The retail outlook for 2011 is bleak, with households feeling the squeeze and margins under severe pressure.

Andrew Goodwin, senior economic advisor to the Ernst & Young ITEM Club, comments on last week's retail sales figures:

These figures could have been a lot worse - the impact of the snow seems to have been mostly offset by VAT effect

Factoring in these figures, we expect the ONS to announce that GDP grew by 0.4% in Q4 next week

The retail outlook for 2011 is bleak, with households feeling the squeeze and margins under severe pressure

“On one hand these figures could have been a lot worse - when we had similar snow-related disruption last January the month-on-month decline in retail sales was much greater. But that has to be balanced by the fact that this was the final month before the VAT rise and we would usually expect that to have boosted sales.

“The sector breakdown gives a good idea of the impact of these issues. The impact of the snow is very apparent in the sharp declines in sales in the food and automotive fuel sectors. But the greater resilience of 'non-specialised stores' and, in particular, non-store retailers, suggests some powerful VAT effects. Indeed the very strong performance of internet retailers contradicts some of the earlier business surveys, in suggesting that, when faced with the bad weather and travel problems, many consumers turned to the internet to do their Christmas and sales shopping.

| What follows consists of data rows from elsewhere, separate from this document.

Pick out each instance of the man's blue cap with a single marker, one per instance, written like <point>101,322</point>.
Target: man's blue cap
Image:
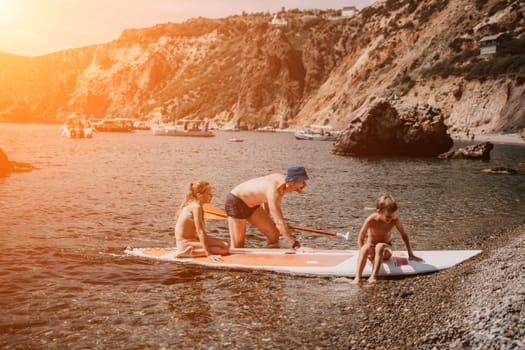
<point>296,173</point>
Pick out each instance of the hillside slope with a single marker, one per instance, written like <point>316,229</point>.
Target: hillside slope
<point>319,68</point>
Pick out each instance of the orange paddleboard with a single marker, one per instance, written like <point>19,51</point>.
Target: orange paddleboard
<point>315,262</point>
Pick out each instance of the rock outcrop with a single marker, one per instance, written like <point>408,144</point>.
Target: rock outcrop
<point>320,68</point>
<point>395,130</point>
<point>479,151</point>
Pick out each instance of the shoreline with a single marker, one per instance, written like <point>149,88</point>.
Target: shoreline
<point>510,138</point>
<point>479,304</point>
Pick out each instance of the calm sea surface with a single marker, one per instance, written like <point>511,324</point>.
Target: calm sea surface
<point>65,282</point>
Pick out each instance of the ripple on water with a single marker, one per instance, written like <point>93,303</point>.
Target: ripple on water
<point>65,282</point>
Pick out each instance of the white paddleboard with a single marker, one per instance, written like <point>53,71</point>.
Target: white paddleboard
<point>315,262</point>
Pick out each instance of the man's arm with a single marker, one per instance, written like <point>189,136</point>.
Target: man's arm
<point>274,205</point>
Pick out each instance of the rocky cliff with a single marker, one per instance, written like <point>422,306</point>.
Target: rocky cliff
<point>318,68</point>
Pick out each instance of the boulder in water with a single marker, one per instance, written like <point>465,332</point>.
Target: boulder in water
<point>479,151</point>
<point>395,129</point>
<point>7,167</point>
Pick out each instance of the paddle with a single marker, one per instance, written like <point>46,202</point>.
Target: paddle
<point>212,212</point>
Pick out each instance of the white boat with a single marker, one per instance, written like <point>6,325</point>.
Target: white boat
<point>317,133</point>
<point>191,128</point>
<point>114,125</point>
<point>141,125</point>
<point>77,127</point>
<point>266,129</point>
<point>77,133</point>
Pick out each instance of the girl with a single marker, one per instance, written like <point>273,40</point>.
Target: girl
<point>191,238</point>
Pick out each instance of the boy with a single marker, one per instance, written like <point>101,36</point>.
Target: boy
<point>378,247</point>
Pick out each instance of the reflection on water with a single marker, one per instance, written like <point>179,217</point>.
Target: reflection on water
<point>64,281</point>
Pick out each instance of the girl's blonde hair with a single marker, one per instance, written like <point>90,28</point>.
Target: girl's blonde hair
<point>196,190</point>
<point>386,202</point>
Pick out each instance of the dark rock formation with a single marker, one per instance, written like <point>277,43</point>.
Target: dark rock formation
<point>395,130</point>
<point>479,151</point>
<point>500,170</point>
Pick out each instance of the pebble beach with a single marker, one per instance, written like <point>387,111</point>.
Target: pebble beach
<point>479,304</point>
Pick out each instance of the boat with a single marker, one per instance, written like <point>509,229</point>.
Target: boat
<point>317,262</point>
<point>266,129</point>
<point>317,133</point>
<point>114,125</point>
<point>141,125</point>
<point>191,128</point>
<point>77,127</point>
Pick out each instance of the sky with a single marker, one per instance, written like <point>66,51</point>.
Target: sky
<point>37,27</point>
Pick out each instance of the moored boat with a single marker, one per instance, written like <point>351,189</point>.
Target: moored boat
<point>114,125</point>
<point>188,128</point>
<point>141,125</point>
<point>266,129</point>
<point>77,127</point>
<point>317,133</point>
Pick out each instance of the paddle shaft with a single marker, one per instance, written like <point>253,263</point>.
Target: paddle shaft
<point>216,213</point>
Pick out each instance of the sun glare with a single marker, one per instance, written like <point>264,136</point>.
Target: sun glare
<point>7,11</point>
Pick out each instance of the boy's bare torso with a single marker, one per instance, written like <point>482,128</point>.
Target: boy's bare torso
<point>379,231</point>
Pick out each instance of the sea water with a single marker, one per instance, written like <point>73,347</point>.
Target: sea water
<point>65,282</point>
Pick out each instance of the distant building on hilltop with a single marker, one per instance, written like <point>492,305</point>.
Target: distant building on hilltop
<point>349,11</point>
<point>489,44</point>
<point>276,21</point>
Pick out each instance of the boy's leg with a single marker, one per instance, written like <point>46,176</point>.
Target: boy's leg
<point>378,260</point>
<point>361,262</point>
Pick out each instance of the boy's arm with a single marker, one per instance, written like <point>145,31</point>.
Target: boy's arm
<point>199,228</point>
<point>362,234</point>
<point>404,236</point>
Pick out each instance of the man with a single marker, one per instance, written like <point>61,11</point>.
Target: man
<point>255,200</point>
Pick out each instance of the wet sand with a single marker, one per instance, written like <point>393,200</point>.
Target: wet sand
<point>479,304</point>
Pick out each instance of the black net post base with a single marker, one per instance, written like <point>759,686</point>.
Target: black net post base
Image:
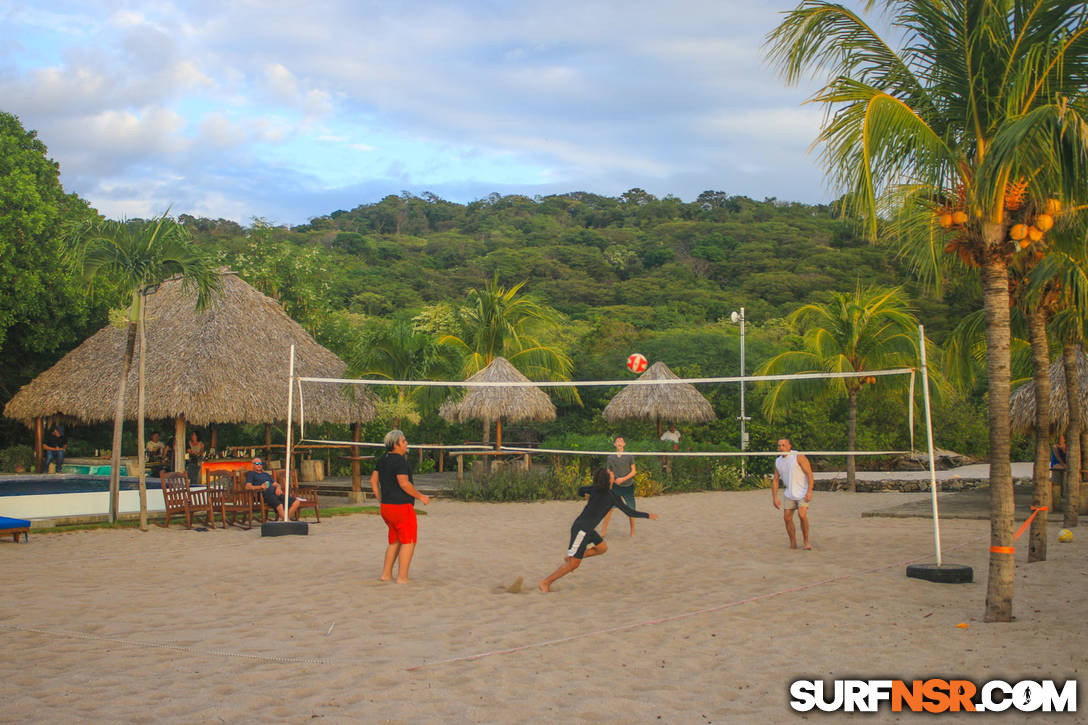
<point>942,574</point>
<point>285,529</point>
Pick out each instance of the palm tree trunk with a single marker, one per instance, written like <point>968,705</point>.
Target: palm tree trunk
<point>851,438</point>
<point>1040,494</point>
<point>994,272</point>
<point>1071,489</point>
<point>119,421</point>
<point>139,416</point>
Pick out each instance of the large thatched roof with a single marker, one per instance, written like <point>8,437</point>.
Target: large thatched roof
<point>511,404</point>
<point>670,402</point>
<point>227,364</point>
<point>1022,402</point>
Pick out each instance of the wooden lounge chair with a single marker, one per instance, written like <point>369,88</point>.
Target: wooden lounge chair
<point>255,498</point>
<point>180,500</point>
<point>306,494</point>
<point>226,500</point>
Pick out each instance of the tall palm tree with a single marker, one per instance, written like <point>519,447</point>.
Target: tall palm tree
<point>397,349</point>
<point>985,97</point>
<point>1063,278</point>
<point>501,322</point>
<point>868,329</point>
<point>135,257</point>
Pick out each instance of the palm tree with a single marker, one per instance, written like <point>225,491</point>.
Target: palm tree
<point>865,330</point>
<point>397,349</point>
<point>135,257</point>
<point>1062,283</point>
<point>984,101</point>
<point>499,322</point>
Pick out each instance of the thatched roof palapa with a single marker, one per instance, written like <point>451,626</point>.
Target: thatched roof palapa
<point>227,364</point>
<point>496,403</point>
<point>670,402</point>
<point>1022,402</point>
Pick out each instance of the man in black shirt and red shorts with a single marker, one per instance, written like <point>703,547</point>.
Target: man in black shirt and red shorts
<point>396,493</point>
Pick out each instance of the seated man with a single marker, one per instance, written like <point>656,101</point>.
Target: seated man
<point>258,479</point>
<point>53,446</point>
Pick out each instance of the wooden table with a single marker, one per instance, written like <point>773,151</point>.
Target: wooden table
<point>223,464</point>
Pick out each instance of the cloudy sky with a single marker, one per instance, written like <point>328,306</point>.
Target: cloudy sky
<point>284,110</point>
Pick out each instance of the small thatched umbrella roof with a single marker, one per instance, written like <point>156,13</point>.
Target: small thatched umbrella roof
<point>486,404</point>
<point>1022,402</point>
<point>671,402</point>
<point>227,364</point>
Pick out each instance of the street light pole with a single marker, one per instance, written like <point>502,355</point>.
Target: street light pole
<point>740,318</point>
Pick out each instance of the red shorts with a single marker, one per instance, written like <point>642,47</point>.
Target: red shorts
<point>400,518</point>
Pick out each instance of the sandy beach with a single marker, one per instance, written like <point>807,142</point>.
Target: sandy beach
<point>705,616</point>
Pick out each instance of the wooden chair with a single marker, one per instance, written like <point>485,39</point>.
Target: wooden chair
<point>225,499</point>
<point>306,494</point>
<point>255,498</point>
<point>182,501</point>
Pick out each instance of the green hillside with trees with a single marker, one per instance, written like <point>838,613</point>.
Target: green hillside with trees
<point>628,273</point>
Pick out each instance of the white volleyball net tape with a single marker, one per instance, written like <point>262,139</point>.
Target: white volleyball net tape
<point>912,372</point>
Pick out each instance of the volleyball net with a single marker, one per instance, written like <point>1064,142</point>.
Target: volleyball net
<point>305,383</point>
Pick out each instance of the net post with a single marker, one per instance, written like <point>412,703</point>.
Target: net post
<point>929,442</point>
<point>291,407</point>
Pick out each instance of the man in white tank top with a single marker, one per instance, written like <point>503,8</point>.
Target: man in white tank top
<point>793,470</point>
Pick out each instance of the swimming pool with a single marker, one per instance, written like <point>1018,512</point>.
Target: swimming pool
<point>44,495</point>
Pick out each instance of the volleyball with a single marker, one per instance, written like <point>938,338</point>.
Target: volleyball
<point>637,363</point>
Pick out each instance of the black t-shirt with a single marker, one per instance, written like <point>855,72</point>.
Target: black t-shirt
<point>600,503</point>
<point>388,467</point>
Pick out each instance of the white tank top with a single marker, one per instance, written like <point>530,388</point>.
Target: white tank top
<point>794,481</point>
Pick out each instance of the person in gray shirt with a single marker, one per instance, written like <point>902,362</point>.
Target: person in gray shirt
<point>622,467</point>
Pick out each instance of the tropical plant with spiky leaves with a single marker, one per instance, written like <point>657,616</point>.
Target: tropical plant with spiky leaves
<point>870,329</point>
<point>136,256</point>
<point>497,321</point>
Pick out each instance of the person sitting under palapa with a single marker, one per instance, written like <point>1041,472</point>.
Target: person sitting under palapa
<point>271,492</point>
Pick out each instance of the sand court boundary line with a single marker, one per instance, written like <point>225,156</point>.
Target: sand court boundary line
<point>650,623</point>
<point>159,646</point>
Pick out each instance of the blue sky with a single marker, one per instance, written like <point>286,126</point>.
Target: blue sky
<point>288,111</point>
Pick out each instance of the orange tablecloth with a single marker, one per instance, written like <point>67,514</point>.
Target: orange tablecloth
<point>227,464</point>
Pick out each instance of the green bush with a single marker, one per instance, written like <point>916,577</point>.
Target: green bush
<point>727,477</point>
<point>16,455</point>
<point>511,483</point>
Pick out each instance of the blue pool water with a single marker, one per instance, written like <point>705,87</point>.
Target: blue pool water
<point>46,483</point>
<point>71,496</point>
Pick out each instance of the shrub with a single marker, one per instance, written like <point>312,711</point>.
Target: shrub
<point>511,483</point>
<point>645,484</point>
<point>727,477</point>
<point>16,455</point>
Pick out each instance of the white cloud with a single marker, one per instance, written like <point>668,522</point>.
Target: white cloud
<point>459,96</point>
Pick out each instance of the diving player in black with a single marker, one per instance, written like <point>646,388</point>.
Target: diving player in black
<point>584,541</point>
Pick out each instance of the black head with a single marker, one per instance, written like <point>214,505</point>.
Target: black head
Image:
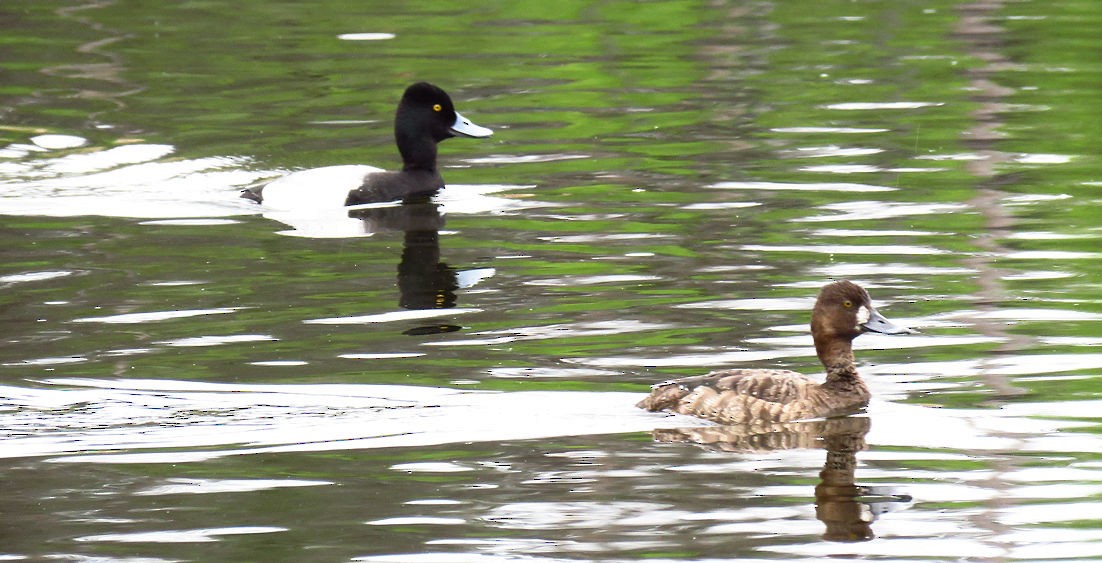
<point>427,116</point>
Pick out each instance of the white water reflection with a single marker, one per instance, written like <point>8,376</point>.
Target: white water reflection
<point>154,421</point>
<point>184,421</point>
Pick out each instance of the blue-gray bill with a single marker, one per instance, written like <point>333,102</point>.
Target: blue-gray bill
<point>466,128</point>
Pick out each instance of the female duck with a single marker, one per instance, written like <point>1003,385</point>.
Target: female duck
<point>425,116</point>
<point>842,312</point>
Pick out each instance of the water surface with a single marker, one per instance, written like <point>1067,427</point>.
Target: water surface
<point>184,377</point>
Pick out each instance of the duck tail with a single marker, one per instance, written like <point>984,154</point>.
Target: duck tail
<point>663,396</point>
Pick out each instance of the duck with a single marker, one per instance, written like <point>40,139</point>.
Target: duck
<point>842,312</point>
<point>425,116</point>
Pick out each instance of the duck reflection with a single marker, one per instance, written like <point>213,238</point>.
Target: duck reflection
<point>846,509</point>
<point>424,281</point>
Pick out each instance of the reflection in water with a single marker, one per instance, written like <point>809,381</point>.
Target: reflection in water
<point>424,281</point>
<point>846,508</point>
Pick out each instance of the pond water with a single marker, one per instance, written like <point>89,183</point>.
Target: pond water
<point>184,377</point>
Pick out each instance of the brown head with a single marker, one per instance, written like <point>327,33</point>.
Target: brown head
<point>843,312</point>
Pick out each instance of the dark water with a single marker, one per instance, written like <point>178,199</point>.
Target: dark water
<point>668,185</point>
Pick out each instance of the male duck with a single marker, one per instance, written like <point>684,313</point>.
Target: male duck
<point>425,116</point>
<point>842,312</point>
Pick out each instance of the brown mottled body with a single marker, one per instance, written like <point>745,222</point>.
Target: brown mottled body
<point>842,312</point>
<point>755,396</point>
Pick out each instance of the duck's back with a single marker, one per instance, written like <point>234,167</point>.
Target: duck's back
<point>395,186</point>
<point>748,396</point>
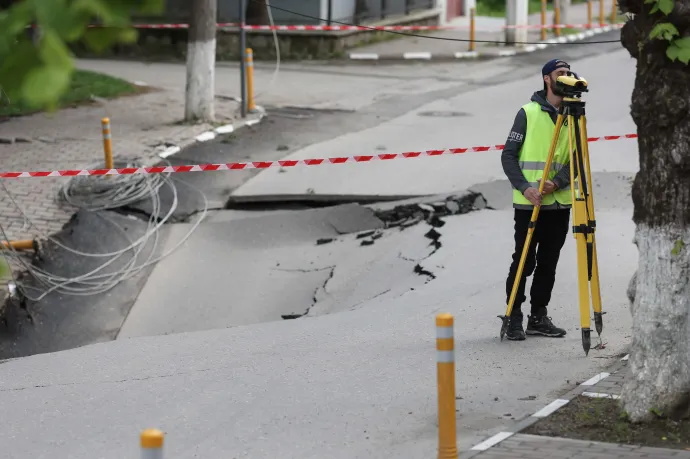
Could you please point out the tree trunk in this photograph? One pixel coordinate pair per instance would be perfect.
(201, 62)
(660, 290)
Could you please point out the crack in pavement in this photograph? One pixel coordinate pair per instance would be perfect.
(314, 299)
(118, 381)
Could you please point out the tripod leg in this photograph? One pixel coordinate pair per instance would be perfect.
(580, 234)
(530, 231)
(594, 276)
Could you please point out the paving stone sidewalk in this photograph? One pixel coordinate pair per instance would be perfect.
(71, 138)
(522, 446)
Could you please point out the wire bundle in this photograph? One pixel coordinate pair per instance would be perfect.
(98, 193)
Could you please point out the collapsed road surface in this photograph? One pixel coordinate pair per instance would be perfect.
(310, 333)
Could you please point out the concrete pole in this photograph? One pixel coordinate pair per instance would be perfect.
(565, 9)
(516, 15)
(201, 62)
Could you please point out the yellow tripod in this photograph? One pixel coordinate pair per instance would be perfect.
(572, 109)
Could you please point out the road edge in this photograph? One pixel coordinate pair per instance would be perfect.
(461, 55)
(545, 411)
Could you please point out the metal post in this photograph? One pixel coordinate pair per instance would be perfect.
(243, 57)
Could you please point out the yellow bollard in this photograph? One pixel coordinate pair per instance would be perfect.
(445, 370)
(472, 29)
(151, 444)
(250, 80)
(589, 14)
(557, 20)
(107, 143)
(543, 20)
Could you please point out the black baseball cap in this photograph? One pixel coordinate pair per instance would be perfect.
(553, 65)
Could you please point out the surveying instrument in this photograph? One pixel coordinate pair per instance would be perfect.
(572, 113)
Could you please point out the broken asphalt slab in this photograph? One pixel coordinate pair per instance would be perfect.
(286, 265)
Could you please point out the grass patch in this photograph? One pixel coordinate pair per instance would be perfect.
(84, 85)
(603, 420)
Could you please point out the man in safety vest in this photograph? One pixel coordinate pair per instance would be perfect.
(524, 158)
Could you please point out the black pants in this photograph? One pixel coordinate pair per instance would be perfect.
(542, 257)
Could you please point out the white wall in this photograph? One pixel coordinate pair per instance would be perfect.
(342, 10)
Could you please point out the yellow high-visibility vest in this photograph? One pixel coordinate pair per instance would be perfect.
(535, 151)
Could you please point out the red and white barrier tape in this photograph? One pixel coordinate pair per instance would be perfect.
(420, 27)
(398, 28)
(268, 164)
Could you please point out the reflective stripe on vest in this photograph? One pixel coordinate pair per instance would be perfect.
(535, 151)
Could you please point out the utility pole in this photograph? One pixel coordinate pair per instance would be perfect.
(565, 9)
(201, 61)
(243, 58)
(516, 15)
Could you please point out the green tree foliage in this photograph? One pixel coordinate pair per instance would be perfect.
(37, 72)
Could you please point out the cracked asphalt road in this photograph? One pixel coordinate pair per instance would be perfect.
(205, 356)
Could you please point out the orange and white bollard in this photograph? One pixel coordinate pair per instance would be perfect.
(557, 20)
(473, 44)
(589, 14)
(251, 105)
(614, 10)
(107, 143)
(152, 444)
(445, 369)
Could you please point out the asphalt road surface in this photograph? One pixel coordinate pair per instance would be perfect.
(205, 355)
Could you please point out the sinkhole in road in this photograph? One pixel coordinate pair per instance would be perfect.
(344, 277)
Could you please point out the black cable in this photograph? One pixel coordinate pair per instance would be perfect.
(434, 38)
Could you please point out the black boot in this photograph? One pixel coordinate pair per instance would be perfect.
(515, 331)
(542, 325)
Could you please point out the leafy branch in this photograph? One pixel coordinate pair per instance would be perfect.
(38, 71)
(678, 48)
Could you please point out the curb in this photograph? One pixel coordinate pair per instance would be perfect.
(423, 55)
(254, 118)
(582, 389)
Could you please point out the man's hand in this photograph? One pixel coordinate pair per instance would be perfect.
(533, 196)
(549, 187)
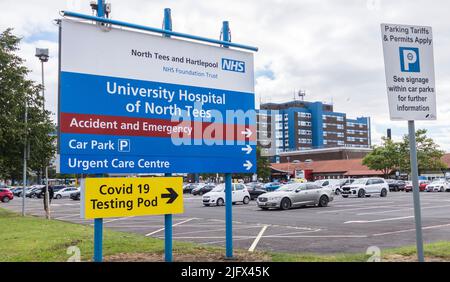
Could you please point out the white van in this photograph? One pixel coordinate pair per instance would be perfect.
(217, 195)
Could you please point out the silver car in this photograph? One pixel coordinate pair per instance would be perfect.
(295, 195)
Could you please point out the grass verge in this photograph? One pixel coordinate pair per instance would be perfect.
(37, 239)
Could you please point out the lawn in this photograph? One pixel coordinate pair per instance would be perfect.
(37, 239)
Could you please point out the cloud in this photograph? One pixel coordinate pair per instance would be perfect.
(330, 49)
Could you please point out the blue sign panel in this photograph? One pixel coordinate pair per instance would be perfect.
(138, 103)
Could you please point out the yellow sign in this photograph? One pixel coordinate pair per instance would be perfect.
(121, 197)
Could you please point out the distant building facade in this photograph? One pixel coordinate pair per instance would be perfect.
(302, 125)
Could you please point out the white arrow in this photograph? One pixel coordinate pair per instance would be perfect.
(247, 133)
(248, 149)
(248, 165)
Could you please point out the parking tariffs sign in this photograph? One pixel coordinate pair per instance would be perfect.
(409, 66)
(132, 102)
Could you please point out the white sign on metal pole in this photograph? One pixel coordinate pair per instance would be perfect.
(409, 66)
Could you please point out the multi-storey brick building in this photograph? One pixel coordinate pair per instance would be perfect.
(302, 125)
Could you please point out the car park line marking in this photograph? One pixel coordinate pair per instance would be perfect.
(317, 236)
(293, 233)
(409, 230)
(355, 209)
(176, 224)
(357, 205)
(258, 237)
(379, 220)
(211, 230)
(405, 209)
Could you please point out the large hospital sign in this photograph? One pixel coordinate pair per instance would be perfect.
(132, 102)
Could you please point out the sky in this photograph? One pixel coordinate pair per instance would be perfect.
(330, 49)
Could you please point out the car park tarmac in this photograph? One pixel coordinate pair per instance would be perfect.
(346, 225)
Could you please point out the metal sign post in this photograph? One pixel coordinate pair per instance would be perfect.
(168, 252)
(409, 67)
(98, 222)
(416, 191)
(228, 178)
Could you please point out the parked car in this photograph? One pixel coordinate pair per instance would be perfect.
(217, 195)
(255, 189)
(334, 184)
(34, 192)
(65, 192)
(295, 195)
(75, 196)
(439, 185)
(396, 185)
(202, 189)
(6, 195)
(272, 186)
(363, 187)
(346, 181)
(189, 187)
(422, 185)
(57, 188)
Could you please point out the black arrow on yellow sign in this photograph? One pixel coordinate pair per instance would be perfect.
(172, 195)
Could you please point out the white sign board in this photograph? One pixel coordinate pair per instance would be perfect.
(409, 66)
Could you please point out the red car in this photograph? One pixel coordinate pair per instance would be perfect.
(422, 185)
(6, 195)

“It’s going to be difficult to gauge underlying trends until we have the January figures too, as snow and VAT could well have an opposite effect on the January data. In years gone by the MPC has regularly said that it is difficult to gain a true gauge of consumer strength around the Christmas and New Year period and that is even more the case this time given these temporary effects.

“These figures give us a better idea of what to expect when the Q4 GDP figures are published for the first time next week. It is clear that the snow has had some impact, particularly in the services sector, so we expect a softer reading than was reported for either Q2 or Q3. We're expecting to see quarterly growth of 0.4%.

“2011 is going to be a very challenging year for retailers. Surging inflation is intensifying the squeeze on households' spending power, and falling real wages is likely to be a feature throughout this year. The pressures on households will become even greater in April when they will also have to deal with an increase in personal taxation when employees' National Insurance Contributions increase. When you also factor in the fact that despite increasing prices, the scale of input cost inflation is still eating into margins, its clear that life is going to be very tough on the high street."